You don’t provide any support for the claim that “the rest of the article doesn’t hold all that well together”, so I’m unable to respond usefully.
Clarke’s quote is apt, but the rest of the article does not hold all that well together. All you can say about cryonics is that it arrests the decay at the cost of destroying some structures in the process. Whether what is left is enough for eventual reversal, whether biological or technological, is a huge unknown whose probability you cannot reasonably estimate at this time. All we know is that the alternative (natural decomposition) is strictly worse. If someone gives you a concrete point estimate probability of revival, their estimate is automatically untrustworthy. We do not have anywhere close to the amount of data we need to make a reasonable guess.
This goes strongly against probabilistic forecasting. It seems a wrong principle to me.
If someone says “I believe that the probability of cryonic revival is 7%”, what useful information can you extract from it, beyond “this person has certain beliefs”? Of course, if you consider them an authority on the topic, you can decide whether 7% is enough for you to sign up for cryonics. Or maybe because you know them to be well calibrated on a variety of subjects they have expressed probabilistic views on, including topics that have so many unknowns, they have to have some special ineffable insight to be well calibrated on. I am skeptical that there is a reference class like this that includes cryonic revival where one can be considered well calibrated.
It is, at the very least, interesting that people signed up for cryonics tend to give lower estimates for probability of future revival than the general population, and this may give useful insight for both the state of the field (“If you haven’t looked into it, the odds are probably worse than you think.”), and variance in human decision making (“How much do you value increased personal longevity, really?”), and how the field should strive to educate and market and grow.

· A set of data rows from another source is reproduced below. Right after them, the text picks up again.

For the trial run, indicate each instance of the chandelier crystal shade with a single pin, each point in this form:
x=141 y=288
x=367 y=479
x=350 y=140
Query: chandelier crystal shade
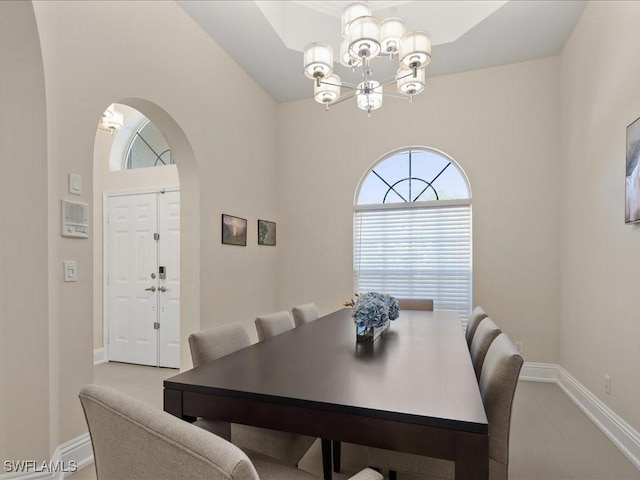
x=112 y=120
x=364 y=38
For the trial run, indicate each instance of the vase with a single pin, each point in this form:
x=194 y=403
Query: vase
x=369 y=334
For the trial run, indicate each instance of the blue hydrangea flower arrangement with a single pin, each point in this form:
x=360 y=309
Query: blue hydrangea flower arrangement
x=374 y=309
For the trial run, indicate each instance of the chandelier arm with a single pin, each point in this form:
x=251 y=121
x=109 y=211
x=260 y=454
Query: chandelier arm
x=397 y=95
x=342 y=99
x=350 y=86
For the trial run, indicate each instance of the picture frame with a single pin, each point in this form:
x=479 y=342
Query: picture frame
x=234 y=230
x=632 y=179
x=266 y=233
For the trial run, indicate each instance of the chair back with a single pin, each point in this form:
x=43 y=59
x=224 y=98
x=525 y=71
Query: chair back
x=498 y=382
x=415 y=303
x=217 y=342
x=273 y=324
x=305 y=313
x=476 y=317
x=486 y=333
x=131 y=439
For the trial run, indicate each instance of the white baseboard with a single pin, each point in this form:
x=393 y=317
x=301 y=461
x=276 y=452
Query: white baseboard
x=623 y=435
x=99 y=356
x=77 y=452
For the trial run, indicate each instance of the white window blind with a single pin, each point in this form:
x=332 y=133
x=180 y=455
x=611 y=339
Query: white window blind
x=415 y=252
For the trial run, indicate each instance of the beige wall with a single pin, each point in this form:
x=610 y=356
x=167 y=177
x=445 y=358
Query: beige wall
x=600 y=261
x=24 y=330
x=170 y=70
x=501 y=125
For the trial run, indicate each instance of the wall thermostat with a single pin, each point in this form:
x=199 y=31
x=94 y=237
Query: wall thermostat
x=75 y=219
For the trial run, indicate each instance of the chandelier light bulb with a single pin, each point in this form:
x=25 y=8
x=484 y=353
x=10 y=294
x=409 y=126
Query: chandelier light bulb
x=328 y=91
x=411 y=82
x=353 y=11
x=364 y=37
x=415 y=50
x=346 y=58
x=318 y=60
x=112 y=119
x=392 y=30
x=369 y=96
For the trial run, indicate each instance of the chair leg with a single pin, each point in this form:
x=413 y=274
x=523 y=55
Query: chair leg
x=326 y=459
x=337 y=455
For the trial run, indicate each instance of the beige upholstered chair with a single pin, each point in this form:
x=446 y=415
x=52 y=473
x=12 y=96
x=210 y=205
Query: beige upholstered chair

It could also be interesting and potentially insightful to see how those numbers have changed over time. Even if the numbers themselves are roughly meaningless, any trends in them may reflect advancement of the field, or better marketing, or change in the population signing up or considering doing so. If I had strong reason to think that there were encouraging trends in odds of revival, as well as cost and public acceptance, that would increase my odds of signing up. After all, under most non-catastrophic-future scenarios, and barring personal disasters likely to prevent preservation anyway, I’m much more likely to die in the 2050s-2080s than before that, and be preserved with that decade’s technologies, which means compounding positive trends vs. static odds can make a massive difference to me. OTOH, if we’re not seeing such improvement yet but there’s reason to think we will, then waiting a few years could greatly reduce my costs (relative to early adopters) without dramatically increasing my odds of dying before signing up.
(If we’re really lucky and sane in the coming decades there’s a small chance preservation of some sort will be considered standard healthcare practice by the time I die, but I don’t put much weight on that.)
Your comment creates a misleading impression of my article. Nowhere do I say experts can give a point probability of success. On the contrary, I frequently reject that idea. I also find it silly when people say the probably of AI destroying humans is 20%, or 45%, or whatever.
You don’t provide any support for the claim that “the rest of the article doesn’t hold all that well together”, so I’m unable to respond usefully.